The future is bright for those with a system.
BREAKING: The $610 Billion AI Ponzi Scheme Just Collapsed
Last night at 4pm EST, something unprecedented happened. Nvidia stock rallied 5% on earnings, then crashed into negative territory within 18 hours. Wall Street algorithms detected what humans couldn’t: the numbers don’t add up.
Here’s what they found.
Nvidia reported $33.4 billion in unpaid bills, up 89% in one year. Customers who bought chips haven’t paid for them yet. The average wait time for payment stretched from 46 days to 53 days. That extra week represents $10.4 billion that may never arrive.
Meanwhile, Nvidia stockpiled $19.8 billion in unsold chips, up 32% in three months. But management claims demand is insane and supply is constrained. Both cannot be true. Either customers aren’t buying or they’re buying without cash.
The cash flow tells the real story. Nvidia generated $14.5 billion in actual cash but reported $19.3 billion in profit. The gap is $4.8 billion. Healthy chip companies like TSMC and AMD convert over 95% of profits to cash. Nvidia converts 75%. That’s distress level.
Here’s where it gets criminal.
Nvidia gave $2 billion to xAI. xAI borrowed $12.5 billion to buy Nvidia chips. Microsoft gave OpenAI $13 billion. OpenAI committed $50 billion to buy Microsoft cloud. Microsoft ordered $100 billion in Nvidia chips for that cloud. Oracle gave OpenAI $300 billion in cloud credits. OpenAI ordered Nvidia chips for Oracle data centers.
The same dollars circle through different companies and get counted as revenue multiple times. Nvidia books sales, but nobody actually pays. The bills age. The inventory piles up. The cash never comes.

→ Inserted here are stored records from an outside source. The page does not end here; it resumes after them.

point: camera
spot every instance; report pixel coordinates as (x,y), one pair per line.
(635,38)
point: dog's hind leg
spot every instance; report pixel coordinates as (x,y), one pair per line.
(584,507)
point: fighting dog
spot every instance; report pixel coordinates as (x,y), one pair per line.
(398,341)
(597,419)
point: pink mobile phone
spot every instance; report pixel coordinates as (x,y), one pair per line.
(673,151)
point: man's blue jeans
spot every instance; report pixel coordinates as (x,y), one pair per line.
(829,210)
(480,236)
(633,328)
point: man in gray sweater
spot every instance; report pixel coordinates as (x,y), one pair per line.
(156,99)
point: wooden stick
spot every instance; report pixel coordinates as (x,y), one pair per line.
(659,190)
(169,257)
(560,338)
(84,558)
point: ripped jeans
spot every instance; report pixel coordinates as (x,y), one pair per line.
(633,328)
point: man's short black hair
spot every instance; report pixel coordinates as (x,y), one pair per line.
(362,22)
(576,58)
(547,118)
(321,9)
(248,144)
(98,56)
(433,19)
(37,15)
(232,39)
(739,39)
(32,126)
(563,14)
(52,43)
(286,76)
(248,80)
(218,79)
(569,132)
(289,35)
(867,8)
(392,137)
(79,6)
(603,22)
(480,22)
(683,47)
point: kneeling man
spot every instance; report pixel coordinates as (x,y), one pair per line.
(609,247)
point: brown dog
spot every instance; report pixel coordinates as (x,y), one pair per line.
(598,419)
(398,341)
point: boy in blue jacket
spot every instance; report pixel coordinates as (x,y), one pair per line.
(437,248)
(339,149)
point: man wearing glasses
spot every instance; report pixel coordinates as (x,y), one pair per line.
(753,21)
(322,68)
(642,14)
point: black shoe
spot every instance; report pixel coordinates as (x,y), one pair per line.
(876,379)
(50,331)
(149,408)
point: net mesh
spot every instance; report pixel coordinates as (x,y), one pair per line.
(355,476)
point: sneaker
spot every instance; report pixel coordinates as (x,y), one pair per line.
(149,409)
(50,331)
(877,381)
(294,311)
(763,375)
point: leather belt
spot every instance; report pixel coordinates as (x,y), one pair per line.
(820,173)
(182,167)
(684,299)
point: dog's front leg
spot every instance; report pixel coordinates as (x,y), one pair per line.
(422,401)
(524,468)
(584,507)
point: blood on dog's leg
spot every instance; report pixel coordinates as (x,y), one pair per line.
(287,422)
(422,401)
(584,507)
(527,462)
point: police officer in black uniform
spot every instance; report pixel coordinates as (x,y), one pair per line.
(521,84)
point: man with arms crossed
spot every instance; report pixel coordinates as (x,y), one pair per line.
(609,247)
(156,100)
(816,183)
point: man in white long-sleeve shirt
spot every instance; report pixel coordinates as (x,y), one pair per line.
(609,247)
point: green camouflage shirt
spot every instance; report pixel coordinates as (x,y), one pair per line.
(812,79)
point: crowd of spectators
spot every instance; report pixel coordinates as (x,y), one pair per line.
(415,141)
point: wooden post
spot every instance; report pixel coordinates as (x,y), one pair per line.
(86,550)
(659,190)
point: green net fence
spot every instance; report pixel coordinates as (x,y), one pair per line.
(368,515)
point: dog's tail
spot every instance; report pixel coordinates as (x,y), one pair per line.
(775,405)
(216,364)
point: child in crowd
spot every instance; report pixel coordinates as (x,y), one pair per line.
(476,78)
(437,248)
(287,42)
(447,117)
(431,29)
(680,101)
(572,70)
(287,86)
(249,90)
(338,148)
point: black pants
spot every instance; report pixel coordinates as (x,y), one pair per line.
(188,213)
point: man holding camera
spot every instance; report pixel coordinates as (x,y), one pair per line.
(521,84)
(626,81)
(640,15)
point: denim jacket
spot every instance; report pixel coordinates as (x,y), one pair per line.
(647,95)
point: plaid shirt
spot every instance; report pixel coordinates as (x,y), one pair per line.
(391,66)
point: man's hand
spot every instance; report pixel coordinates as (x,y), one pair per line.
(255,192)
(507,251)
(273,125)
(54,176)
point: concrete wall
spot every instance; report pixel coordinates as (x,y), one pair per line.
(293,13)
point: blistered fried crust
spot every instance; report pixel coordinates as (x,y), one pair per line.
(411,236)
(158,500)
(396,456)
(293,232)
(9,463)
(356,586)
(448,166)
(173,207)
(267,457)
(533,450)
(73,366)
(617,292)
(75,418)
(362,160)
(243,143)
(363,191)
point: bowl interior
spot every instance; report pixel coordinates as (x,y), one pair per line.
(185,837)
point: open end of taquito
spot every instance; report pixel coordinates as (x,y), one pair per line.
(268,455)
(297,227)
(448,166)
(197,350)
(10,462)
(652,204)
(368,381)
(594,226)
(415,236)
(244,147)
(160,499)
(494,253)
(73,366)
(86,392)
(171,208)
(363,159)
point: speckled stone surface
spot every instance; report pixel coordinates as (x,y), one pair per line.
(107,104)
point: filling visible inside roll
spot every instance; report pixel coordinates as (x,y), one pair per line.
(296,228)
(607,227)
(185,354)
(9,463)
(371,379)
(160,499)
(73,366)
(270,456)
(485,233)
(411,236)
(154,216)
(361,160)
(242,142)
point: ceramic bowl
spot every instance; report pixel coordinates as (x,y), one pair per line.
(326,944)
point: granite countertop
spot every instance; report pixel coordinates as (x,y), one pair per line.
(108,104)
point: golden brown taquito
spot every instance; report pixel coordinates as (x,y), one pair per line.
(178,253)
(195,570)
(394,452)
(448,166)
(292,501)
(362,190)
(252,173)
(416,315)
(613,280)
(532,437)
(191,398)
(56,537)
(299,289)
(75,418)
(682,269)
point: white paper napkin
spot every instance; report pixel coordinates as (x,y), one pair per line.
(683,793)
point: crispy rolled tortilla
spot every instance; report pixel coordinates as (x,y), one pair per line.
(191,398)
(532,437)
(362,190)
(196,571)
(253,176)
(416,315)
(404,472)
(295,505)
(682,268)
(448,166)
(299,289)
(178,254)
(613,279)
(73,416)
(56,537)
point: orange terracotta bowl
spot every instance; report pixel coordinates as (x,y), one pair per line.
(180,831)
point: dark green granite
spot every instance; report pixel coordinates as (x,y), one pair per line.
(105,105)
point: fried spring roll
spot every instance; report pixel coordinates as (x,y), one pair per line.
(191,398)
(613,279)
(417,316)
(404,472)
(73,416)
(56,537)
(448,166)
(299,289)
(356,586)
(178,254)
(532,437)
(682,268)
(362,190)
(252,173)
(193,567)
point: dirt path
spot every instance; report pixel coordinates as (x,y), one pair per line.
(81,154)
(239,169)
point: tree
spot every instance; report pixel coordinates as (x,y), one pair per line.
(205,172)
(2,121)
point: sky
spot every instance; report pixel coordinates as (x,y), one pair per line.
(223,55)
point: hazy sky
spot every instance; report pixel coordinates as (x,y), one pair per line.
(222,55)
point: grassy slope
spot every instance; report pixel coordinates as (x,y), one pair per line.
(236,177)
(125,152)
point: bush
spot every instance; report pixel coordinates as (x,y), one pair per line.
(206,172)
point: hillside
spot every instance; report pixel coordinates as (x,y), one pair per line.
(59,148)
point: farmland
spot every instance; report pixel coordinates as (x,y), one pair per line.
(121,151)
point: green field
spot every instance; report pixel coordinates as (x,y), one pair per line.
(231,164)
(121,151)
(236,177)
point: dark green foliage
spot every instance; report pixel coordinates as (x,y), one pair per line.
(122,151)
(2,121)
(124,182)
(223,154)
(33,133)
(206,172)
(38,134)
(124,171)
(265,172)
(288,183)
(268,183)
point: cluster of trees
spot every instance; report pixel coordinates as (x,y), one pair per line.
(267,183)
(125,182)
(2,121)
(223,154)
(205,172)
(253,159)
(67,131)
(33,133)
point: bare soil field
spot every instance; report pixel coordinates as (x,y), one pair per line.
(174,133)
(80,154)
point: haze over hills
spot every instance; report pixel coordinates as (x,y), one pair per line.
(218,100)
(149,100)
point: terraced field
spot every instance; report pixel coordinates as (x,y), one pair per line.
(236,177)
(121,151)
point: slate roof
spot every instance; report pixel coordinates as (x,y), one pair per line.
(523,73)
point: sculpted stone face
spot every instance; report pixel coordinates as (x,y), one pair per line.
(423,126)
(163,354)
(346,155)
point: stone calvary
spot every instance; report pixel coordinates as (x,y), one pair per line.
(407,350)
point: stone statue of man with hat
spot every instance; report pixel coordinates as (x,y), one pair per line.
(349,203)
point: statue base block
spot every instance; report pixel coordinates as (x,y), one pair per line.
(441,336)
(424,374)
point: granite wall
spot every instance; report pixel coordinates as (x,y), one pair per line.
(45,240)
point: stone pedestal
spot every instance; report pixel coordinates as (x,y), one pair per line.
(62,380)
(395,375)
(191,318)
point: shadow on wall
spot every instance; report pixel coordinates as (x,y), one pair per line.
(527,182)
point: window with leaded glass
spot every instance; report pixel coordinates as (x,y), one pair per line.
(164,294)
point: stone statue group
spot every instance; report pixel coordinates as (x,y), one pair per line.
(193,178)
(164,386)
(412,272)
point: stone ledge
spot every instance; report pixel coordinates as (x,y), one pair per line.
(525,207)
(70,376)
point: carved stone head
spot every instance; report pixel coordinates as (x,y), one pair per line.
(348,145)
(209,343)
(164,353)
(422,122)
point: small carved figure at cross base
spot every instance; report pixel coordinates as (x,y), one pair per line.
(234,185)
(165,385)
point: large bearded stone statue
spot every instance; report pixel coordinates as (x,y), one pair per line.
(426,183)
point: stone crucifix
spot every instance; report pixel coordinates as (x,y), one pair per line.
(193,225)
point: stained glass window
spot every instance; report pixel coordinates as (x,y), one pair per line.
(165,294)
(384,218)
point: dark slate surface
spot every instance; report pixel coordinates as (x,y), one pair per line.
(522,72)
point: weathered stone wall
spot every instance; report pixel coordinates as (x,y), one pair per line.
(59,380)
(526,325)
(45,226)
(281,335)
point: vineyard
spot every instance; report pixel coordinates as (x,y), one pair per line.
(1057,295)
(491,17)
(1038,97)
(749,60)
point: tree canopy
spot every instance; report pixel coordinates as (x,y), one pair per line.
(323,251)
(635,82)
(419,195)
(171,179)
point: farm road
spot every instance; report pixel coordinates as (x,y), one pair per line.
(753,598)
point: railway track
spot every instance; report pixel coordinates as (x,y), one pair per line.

AI company CEOs admitted it themselves last week. Airbnb’s CEO called it vibe revenue. OpenAI burns $9.3 billion per year but makes $3.7 billion. That’s a $5.6 billion annual loss. The $157 billion valuation requires $3.1 trillion in future profits that MIT research shows 95% of AI projects will never generate.
Peter Thiel sold $100 million in Nvidia on November 9. SoftBank dumped $5.8 billion on November 11. Michael Burry bought put options betting Nvidia crashes to $140 by March 2026.
Bitcoin, which tracks AI speculation, dropped from $126,000 in October to $89,567 today. That’s a 29% crash. AI startups hold $26.8 billion in Bitcoin as collateral for loans. When Nvidia falls another 40%, those loans default, forcing $23 billion in Bitcoin sales, crashing crypto to $52,000.
The timeline is now certain. February 2026, Nvidia reports fourth quarter and reveals how many bills aged past 60 days. March 2026, credit agencies downgrade. April 2026, the first restatement. The fraud that took 18 months to build unwinds in 90 days.
Fair value for Nvidia: $71 per share. Current price: $186. The math is simple.
This is the fastest moving financial fraud in history because algorithms detected it in real time. Human investors are 90 days behind.